Mitarbeiter genießen durch die gewonnene Eigenverantwortung ein ganz anderes Vertrauen ihres Arbeitgebers.
…eine höhere Bereitschaft für Mehrleistung in Ausnahmefällen
Hand in Hand mit der größeren Flexibilität für Arbeitnehmer geht oft eine Mehrleistung in Fällen von saisonalen Arbeitspeaks oder z.B. einer Krankheitsvertretung einher. Liegt ein solcher Fall vor, erfordern es die zusätzlichen Aufgaben die tägliche Arbeitszeit in diesen Ausnahmesituationen zu verlängern – selbstverständlich unter Berücksichtigung der per Gesetz festgelegten Höchstarbeitszeiten pro Tag.

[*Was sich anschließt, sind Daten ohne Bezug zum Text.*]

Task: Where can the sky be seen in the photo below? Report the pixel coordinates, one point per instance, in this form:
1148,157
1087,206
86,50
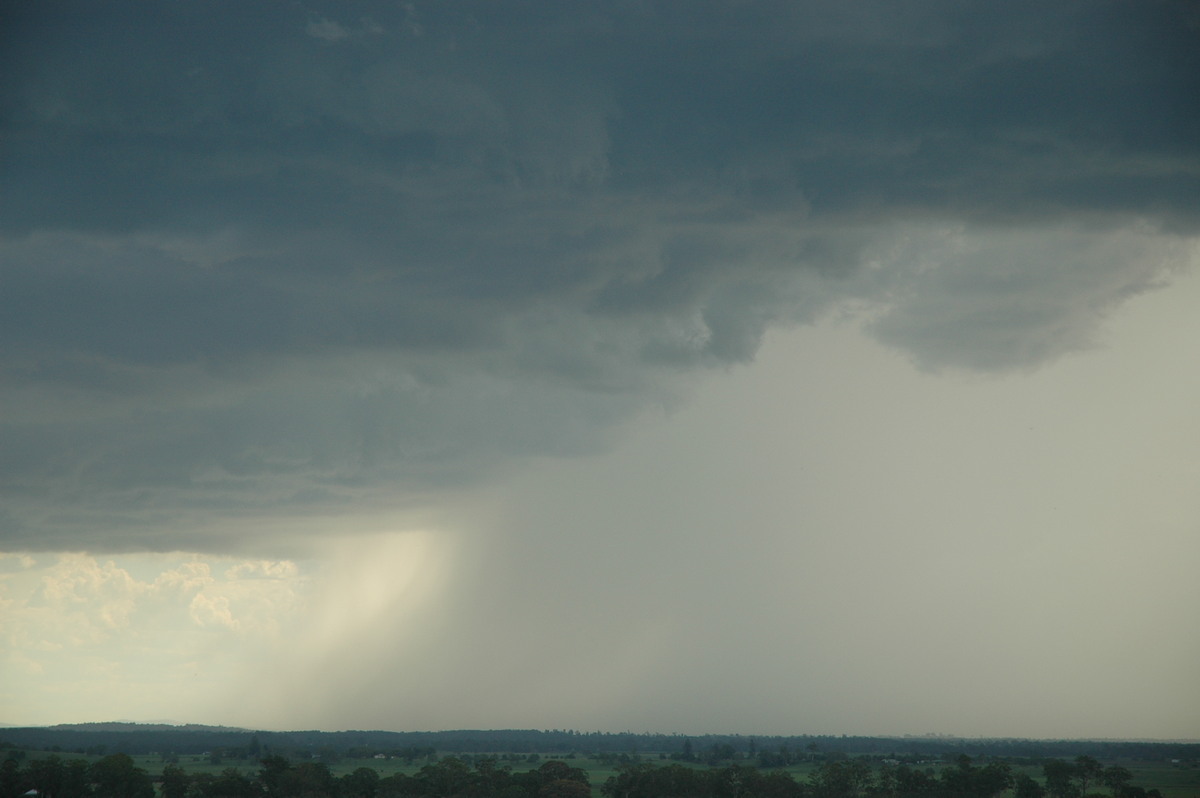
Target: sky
703,367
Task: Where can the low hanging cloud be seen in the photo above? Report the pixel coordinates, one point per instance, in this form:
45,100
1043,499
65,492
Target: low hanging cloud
298,259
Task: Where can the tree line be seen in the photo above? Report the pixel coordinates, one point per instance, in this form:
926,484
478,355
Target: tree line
117,777
239,743
856,778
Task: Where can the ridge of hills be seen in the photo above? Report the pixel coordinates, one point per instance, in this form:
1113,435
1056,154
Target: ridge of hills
132,738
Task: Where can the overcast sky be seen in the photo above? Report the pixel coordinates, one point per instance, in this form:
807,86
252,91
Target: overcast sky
763,367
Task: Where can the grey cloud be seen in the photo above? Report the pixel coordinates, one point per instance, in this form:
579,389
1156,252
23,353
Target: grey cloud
519,223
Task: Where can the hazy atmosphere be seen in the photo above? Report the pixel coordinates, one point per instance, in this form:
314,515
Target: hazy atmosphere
763,367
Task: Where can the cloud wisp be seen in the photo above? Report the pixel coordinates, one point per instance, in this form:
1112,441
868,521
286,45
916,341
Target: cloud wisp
376,310
279,261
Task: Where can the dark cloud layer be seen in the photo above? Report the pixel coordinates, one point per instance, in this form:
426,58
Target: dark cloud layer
279,257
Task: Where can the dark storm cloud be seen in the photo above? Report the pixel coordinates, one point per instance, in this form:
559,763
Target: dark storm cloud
277,256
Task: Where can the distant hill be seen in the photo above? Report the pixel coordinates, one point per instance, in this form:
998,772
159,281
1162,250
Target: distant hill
247,744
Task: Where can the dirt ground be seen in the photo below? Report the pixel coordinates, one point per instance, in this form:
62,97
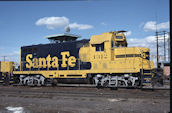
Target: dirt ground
18,99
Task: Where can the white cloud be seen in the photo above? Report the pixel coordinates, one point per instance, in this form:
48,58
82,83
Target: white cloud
80,26
61,22
149,42
103,23
12,56
53,22
152,26
128,33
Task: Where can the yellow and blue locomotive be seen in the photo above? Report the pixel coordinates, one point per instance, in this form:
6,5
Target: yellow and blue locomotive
104,60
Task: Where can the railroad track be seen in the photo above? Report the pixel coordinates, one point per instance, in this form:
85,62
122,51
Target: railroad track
50,92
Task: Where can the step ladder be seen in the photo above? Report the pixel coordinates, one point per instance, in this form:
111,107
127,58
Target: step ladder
147,77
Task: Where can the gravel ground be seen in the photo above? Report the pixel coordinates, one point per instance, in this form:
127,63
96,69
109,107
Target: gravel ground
17,99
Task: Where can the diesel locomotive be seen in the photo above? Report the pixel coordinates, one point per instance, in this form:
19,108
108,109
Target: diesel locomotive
104,60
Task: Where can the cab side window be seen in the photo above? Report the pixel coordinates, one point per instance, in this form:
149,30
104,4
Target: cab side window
100,47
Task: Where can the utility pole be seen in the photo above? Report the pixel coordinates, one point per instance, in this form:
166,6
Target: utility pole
169,46
164,47
4,57
157,59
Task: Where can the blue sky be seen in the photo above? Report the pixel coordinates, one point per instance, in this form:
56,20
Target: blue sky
19,24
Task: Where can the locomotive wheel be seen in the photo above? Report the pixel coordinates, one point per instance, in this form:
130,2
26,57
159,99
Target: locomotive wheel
54,82
35,82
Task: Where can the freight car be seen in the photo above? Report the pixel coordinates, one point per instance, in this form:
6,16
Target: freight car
104,60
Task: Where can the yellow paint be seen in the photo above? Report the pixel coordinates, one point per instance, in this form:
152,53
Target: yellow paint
115,58
49,61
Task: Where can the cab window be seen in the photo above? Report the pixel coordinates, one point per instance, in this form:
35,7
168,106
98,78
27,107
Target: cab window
100,47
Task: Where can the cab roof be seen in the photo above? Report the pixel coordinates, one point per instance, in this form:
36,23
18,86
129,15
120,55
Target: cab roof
63,37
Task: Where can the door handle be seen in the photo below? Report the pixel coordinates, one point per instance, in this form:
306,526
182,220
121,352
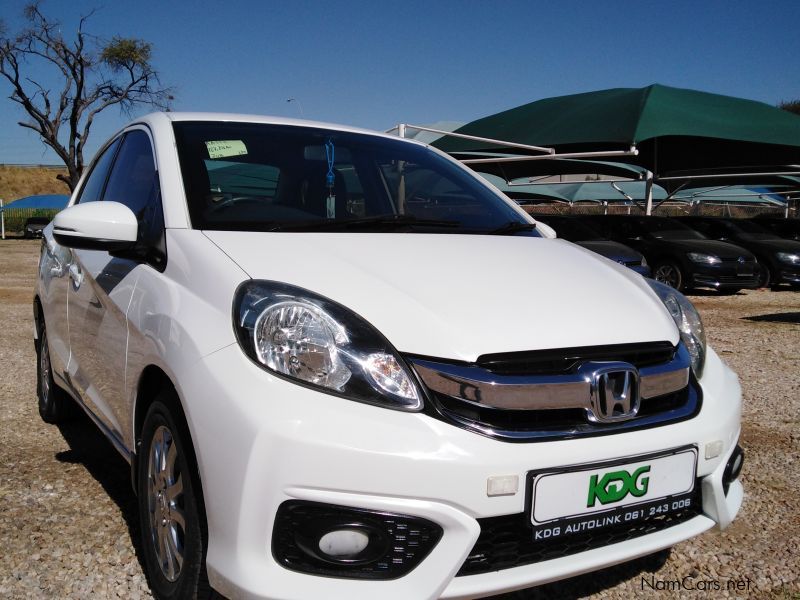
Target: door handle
76,275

Gerade dann, wenn im Unternehmen Lieferfristen einzuhalten sind oder andere zeitkritische Projekte bzw. Aufträge abgeschlossen werden müssen, ist vom Arbeitnehmer ein Entgegenkommen erforderlich. Arbeitnehmer sollten in diesem Zeitmodell selbst darauf achten, dass ihre Arbeitszeiten auf Dauer gesehen nicht zu viel oder zu wenig sind.
Entscheidend ist: Beide Parteien – Arbeitgeber wie Arbeitnehmer – gewinnen beim Arbeitszeitmodell der Gleitzeit, solange sich Leistung und Freiheiten die Waage halten.